I was trying something like this
for(i in 1:230){
rm(tb)
tb<-data.frame(table(mydata[i]))
tb2<-cbind(tb2,tb)
}
But it's showing the following Error
Error in data.frame(..., check.names = FALSE) : arguments imply
differing number of rows: 15, 12
In place of cbind() I also used data.frame() but the Error didn't changed.
You are getting an error because you are trying to combine the data frames that have different dimensions.
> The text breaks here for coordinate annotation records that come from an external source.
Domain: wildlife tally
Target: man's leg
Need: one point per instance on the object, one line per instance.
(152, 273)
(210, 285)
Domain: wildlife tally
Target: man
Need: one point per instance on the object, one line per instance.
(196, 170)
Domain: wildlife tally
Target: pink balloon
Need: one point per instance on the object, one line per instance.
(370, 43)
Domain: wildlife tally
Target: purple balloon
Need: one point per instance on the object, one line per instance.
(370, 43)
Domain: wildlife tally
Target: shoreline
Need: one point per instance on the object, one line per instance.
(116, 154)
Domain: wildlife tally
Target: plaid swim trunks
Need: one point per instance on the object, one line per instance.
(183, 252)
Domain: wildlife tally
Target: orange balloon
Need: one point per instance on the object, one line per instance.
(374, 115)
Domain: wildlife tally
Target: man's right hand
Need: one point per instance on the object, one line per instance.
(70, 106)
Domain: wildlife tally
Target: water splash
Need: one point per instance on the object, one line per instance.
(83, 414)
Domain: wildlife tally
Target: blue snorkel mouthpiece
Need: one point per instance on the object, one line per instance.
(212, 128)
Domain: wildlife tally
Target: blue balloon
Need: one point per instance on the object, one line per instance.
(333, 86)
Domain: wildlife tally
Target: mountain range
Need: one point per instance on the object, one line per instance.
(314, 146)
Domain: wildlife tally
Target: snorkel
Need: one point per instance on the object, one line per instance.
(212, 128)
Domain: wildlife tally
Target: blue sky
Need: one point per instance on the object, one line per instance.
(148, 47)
From what I understand, your problem is two-fold: (1) you want to get the frequency distribution of each column regardless of type; and, (2) you want to save all of the results in a single Excel sheet.
For the first problem, you can use the mapply() function.
set.seed(1)
dat <- data.frame(
x = sample(LETTERS[1:5], 15, replace = TRUE),
y = rbinom(5, 15, prob = 0.4)
)
mylist <- mapply(table, dat); mylist
# $x
#
# A B C D E
# 2 5 1 4 3
#
# $y
#
# 5 6 7 11
# 3 3 6 3
You can also use purrr::map().
library(purrr)
dat %>% map(table)
The second problem has several solutions in this question: Export a list into a CSV or TXT file in R. In particular, LyzandeR's answer will enable you to do just what you intended. If you prefer to save the outputs in separate files, you can do:
mapply(write.csv, mylist, file=paste0(names(mylist), '.csv'))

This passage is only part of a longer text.